Sesekali, ortu juga bisa bertanya pada anak, “Adek suka nggambar ya? Emangnya apa yang adek
sukai kalo lagi nggambar? Adek senang ya kalo lagi menggambar?”
Mungkin, mereka akan bilang, “Suka. Senang.”

Amati aja terus aktivitas ini setiap hari.
Kalau suatu ketika ada saat ortu membelikan peralatan menggambar lagi untuk ke sekian kali tapi si anak mulai ogah-ogahan, coba tanyakan, “Adek mau ngapain lagi? Adek sukanya apa?”
Kalo ternyata dia mulai memunculkan ketertarikan pada objek lain, lakukan hal yang sama yaitu observasi.

Kebiasaan anak seperti di atas ini biasanya saat mereka berusia 0-2 tahun.
Pada usia ini, minat anak terhadap sesuatu akan semakin berlimpah. Sebab, ini adalah fase sensori motorik di mana akan anak lagi senang-senangnya mencoba segala sesuatu, mengamati/meraba/merasakan sesuatu dengan panca inderanya untuk mengenal objek-objek di sekelilingnya.

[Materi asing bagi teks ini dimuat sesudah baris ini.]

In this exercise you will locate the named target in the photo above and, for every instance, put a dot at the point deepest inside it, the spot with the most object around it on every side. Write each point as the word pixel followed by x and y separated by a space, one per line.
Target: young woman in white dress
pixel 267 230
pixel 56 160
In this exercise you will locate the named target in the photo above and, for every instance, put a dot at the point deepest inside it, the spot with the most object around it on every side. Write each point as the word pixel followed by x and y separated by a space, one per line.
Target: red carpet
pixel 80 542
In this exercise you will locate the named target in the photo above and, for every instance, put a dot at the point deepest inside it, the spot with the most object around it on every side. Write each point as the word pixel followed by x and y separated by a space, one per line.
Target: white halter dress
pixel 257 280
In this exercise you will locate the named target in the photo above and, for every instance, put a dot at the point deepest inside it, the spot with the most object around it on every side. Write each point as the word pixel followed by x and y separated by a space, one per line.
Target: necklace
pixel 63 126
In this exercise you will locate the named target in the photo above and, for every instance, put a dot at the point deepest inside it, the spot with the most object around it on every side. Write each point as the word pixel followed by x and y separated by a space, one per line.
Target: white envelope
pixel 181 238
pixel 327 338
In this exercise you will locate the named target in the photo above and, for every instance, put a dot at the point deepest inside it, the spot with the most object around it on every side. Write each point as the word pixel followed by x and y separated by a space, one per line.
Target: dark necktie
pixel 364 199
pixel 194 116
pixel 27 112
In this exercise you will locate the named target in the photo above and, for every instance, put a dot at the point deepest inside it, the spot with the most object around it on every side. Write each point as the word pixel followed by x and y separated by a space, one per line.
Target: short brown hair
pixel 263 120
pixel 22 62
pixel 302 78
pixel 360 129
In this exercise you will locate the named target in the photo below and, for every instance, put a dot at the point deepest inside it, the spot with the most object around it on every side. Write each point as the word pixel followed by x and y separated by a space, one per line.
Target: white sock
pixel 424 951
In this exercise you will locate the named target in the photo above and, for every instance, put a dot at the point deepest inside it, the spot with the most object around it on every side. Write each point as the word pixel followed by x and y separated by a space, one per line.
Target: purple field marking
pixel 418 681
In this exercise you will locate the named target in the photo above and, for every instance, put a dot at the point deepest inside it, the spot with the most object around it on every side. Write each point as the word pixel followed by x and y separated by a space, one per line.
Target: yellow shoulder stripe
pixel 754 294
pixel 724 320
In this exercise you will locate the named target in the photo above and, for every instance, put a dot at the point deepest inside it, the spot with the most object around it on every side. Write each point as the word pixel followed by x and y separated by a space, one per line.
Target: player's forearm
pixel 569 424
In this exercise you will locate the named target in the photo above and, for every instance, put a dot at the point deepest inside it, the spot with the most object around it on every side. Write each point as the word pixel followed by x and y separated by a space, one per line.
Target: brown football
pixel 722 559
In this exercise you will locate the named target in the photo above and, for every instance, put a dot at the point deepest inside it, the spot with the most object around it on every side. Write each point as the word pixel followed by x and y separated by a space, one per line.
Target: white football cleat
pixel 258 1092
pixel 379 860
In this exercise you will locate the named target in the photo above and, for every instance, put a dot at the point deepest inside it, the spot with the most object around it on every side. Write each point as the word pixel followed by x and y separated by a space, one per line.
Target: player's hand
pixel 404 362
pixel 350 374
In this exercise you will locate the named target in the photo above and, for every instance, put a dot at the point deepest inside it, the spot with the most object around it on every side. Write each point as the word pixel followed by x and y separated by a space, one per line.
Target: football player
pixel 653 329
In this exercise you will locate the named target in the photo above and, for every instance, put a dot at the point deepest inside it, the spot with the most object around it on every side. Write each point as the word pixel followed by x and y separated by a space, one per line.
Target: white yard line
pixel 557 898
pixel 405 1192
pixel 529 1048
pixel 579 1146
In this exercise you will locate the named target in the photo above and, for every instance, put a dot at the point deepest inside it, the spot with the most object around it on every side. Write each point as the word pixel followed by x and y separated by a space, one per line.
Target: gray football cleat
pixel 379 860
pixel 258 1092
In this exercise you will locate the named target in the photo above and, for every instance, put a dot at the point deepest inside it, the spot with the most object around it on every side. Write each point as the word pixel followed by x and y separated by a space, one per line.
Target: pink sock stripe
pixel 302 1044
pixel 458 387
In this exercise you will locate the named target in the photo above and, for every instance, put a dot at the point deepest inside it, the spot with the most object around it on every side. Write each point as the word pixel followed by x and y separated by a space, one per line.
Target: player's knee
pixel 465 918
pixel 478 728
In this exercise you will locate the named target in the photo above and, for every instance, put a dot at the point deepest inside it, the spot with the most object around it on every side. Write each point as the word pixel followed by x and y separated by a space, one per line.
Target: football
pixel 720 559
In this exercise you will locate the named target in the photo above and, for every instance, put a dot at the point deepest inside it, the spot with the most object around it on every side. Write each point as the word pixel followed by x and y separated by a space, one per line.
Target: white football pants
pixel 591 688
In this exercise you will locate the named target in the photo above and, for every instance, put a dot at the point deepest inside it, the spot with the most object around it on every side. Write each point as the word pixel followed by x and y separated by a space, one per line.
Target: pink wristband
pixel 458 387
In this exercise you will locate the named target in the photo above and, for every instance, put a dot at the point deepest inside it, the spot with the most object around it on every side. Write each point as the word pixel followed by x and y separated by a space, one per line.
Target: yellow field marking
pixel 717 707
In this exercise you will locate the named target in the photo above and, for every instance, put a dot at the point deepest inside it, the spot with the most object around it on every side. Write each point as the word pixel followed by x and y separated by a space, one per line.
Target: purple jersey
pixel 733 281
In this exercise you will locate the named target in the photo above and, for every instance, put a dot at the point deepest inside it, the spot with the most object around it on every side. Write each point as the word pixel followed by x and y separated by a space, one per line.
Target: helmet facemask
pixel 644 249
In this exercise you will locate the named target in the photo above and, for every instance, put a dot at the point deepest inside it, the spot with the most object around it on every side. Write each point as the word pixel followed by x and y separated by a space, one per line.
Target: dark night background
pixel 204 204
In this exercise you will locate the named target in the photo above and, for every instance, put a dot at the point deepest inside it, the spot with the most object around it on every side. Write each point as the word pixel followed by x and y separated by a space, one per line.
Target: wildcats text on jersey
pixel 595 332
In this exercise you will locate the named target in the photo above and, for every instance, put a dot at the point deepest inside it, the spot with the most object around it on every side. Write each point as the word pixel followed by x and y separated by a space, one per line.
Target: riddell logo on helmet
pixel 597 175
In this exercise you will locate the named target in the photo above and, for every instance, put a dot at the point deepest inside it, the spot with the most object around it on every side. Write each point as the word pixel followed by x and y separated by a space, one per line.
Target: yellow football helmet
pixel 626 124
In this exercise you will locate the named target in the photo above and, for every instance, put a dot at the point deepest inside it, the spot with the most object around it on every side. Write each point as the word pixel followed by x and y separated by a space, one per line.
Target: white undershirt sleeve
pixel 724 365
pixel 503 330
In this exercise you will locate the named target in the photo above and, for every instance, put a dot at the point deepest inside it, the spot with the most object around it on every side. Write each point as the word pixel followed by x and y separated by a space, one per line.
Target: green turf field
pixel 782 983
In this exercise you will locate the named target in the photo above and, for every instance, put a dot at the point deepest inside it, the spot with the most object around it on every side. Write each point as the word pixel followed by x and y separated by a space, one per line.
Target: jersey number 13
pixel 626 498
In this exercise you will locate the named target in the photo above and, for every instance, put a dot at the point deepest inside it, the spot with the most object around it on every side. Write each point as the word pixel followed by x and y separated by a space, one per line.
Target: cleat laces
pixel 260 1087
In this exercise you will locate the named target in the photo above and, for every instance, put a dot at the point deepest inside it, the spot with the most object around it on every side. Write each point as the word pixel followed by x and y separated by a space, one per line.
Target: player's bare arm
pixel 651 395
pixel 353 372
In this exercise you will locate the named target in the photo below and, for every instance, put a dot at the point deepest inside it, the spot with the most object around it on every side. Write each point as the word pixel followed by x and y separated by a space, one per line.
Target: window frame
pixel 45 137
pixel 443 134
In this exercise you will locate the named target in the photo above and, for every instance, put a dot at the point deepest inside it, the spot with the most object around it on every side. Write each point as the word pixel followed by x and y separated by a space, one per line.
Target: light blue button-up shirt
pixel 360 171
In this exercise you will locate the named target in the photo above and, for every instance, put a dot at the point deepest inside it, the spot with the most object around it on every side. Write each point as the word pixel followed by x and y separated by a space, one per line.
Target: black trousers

Kalau pada rentang usia 3-6 tahun ini disebut pra-operasional di mana anak suka melakukan sesuatu yang berasal dari apa yang mereka amati atau tiru. Misalnya, si anak ini suka banget nonton Ultramen Mebius.
Selain suka, dia juga jadi sering mengimitasi gerakan-gerakan sang Ultramen, suka minta dibelikan baju Ultramen dan apa saja yang berhubungan dengan itu.

Umumnya sih, akan lebih mudah melihat ke arah mana bakat anak ketika sudah berusia sekitar 4-6 tahun. Tapi ada juga yang sudah bisa terdeteksi sejak di dalam kandungan. Misalnya seorang ibu ketika hamil, si Jabang Bayi suka gerak-gerak ketika mendengarkan irama musik. Dan, ketika besar, saat ia tidur lalu terdengar musik, anggota tubuhnya spontanitas turut bergerak merespon musik tersebut.

Usia 2-6 tahun banyak yang bilang sebagai golden age, kan?
Makanya di usia-usia ini banyak ortu yang getol mengarahkan sang anak untuk mengasah bakat mereka. Tapi, ternyata masih ada saja ortu yang keliru dalam mengidentifikasi bakat sang anak. Jadinya, ketika si ortu memasukkan mereka untuk les, si anak akan merasa bahwa ortu lagi maksa, mereka nangis dan selalu minta pulang ketika berada di tempat les. Seringnya pula, ortu cuman berargumen, “Biasalah itu! Mungkin karena lingkungan baru jadi mereka cuman butuh adaptasi aja.”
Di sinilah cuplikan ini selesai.